Sinice z Bałtyku pokonane. Uciekły na widok cen za nocleg z widokiem na morze

Łukasz Jadaś
Order za wybitne zasługi dla rozwoju turystyki na Pomorzu otrzymał z rąk wojewody pomysłowy turysta z Gliwic – podaje "Dziennik Bałtycki". Mężczyzna powstrzymał plagę sinic, gdy pokazał im stawkę za nocleg i rachunek za dorsza ze smażalni na deptaku. Na plażach nie ma już śladu po bakteriach.
Fot. 123rf.com
– Chciałem się tylko komuś pożalić – skromnie przyznaje pan Paweł, który spacerując po plaży w Sopocie spotkał miłą rodzinę bakterii. – Pojęcia nie miałem, że przez jedną rezerwację z Bookinga i tych parę paragonów odwołają swój planowany od roku wykwit.

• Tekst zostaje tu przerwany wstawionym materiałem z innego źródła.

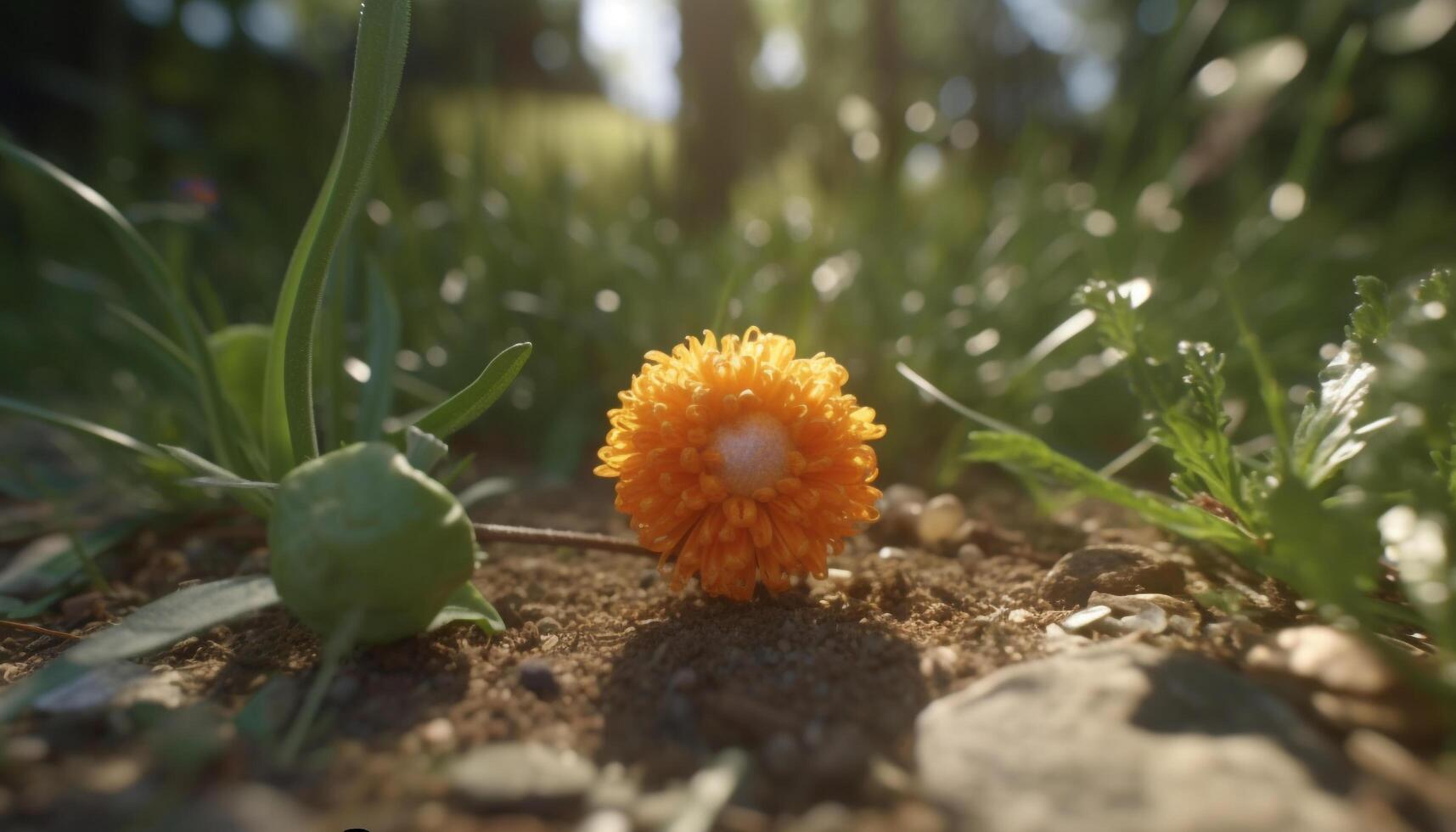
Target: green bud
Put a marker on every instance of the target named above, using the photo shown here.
(362, 528)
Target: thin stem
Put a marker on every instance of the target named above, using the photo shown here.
(491, 532)
(38, 630)
(331, 653)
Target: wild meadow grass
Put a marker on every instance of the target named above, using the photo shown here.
(1036, 278)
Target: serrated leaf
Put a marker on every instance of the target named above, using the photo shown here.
(1327, 437)
(466, 604)
(1323, 553)
(468, 405)
(1370, 319)
(1436, 287)
(1032, 457)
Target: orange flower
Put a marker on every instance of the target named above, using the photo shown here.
(745, 461)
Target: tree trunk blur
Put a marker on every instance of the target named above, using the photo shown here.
(712, 121)
(889, 60)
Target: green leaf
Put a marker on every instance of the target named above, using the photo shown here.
(362, 529)
(423, 451)
(168, 290)
(1370, 319)
(1327, 437)
(240, 353)
(81, 426)
(51, 563)
(382, 344)
(468, 405)
(1195, 430)
(255, 496)
(486, 488)
(18, 610)
(1436, 287)
(1028, 455)
(155, 627)
(466, 604)
(379, 63)
(1323, 551)
(172, 618)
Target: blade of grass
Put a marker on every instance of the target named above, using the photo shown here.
(468, 405)
(1323, 110)
(81, 426)
(379, 61)
(149, 264)
(1030, 455)
(383, 343)
(1270, 391)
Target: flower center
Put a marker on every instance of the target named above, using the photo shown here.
(755, 452)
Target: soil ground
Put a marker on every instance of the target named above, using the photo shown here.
(820, 683)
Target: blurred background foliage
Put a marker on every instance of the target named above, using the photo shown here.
(924, 183)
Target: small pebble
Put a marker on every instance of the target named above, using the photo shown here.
(970, 557)
(439, 734)
(940, 519)
(539, 677)
(606, 821)
(1085, 618)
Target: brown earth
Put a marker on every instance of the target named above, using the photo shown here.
(820, 683)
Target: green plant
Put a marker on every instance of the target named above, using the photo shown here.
(366, 545)
(1307, 509)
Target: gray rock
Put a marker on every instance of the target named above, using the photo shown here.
(1085, 618)
(1128, 738)
(526, 775)
(1114, 569)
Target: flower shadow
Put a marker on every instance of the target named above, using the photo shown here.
(814, 693)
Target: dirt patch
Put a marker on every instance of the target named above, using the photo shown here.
(820, 685)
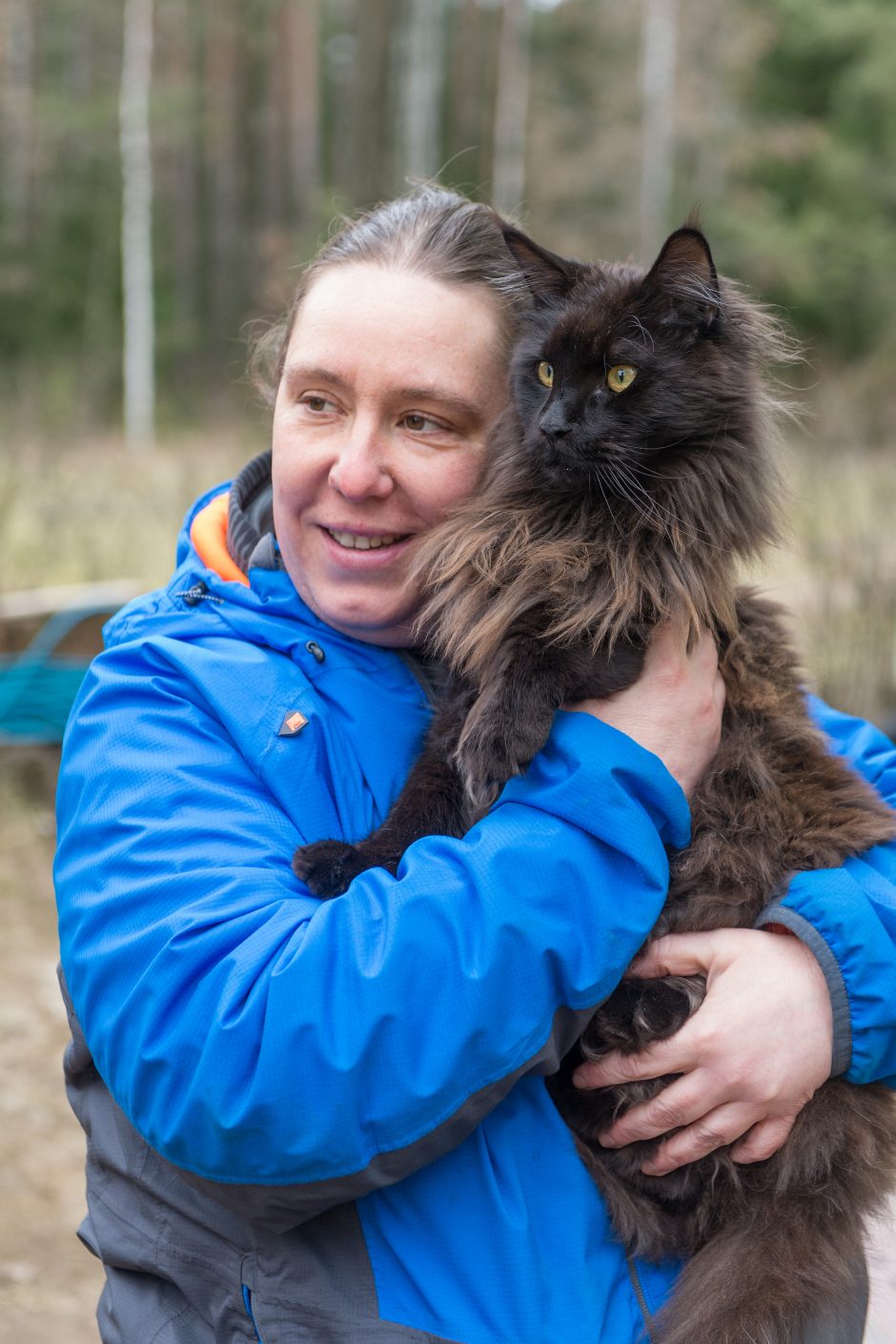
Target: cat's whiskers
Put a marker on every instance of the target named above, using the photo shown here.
(643, 331)
(666, 514)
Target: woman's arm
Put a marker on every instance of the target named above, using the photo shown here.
(255, 1035)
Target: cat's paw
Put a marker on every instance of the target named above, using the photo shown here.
(327, 867)
(489, 754)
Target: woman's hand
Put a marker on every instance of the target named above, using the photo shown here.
(750, 1058)
(675, 707)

Jak się bowiem okazało, gromada była słabo zorientowana w cenach, jakie w wysokim sezonie obowiązują nad polskim morzem. Przypłynęły do Sopotu aż z Władysławowa w nadziei, że może tutaj będzie taniej. Dopiero rachunki pana Pawła uświadomiły im, że trafiły z deszczu pod rynnę.

– Serio? 10 złotych za zakręconego ziemniaka na patyku? – nie mogła uwierzyć jedna z sinic. – Nie wiem jak powiemy dzieciom, że na wakacjach nie stać nas na fotosyntezę - przyznała, załamując ścianę komórkową.


Sinice przecieraly nukleoidy ze zdumienia, gdy pan Paweł opowiadał im o wypożyczeniu leżaka za 150 złotych, rekordowych cenach lodów-świderków i stawkach za cukier puder na gofrze. Czarę goryczy przelały ceny noclegu z widokiem na morze, gdzie sinice planowały sobie porosnąć.

– W jednej chwili zniknęły z Karwii, Ostrowa, Jastrzębiej Góry, Jastarni, Pucka, Helu i Kuźnicy, podobno mają już dość morza w tym sezonie – przyznaje pan Paweł, który z dnia na dzień stał się bohaterem bałtyckich plaż.

Turyści nad morzem odetchnęli z ulgą i wrócili już na plaże, lecz wakacyjny dramat sinic trwa.

Z nieoficjalnych informacji wynika, że w poszukiwaniu szczęścia i wczasów w rozsądnej cenie z Sopotu trafiły prosto na Krupówki.
To jest ASZdziennik. Wszystkie cytaty i wydarzenia zostały zmyślone.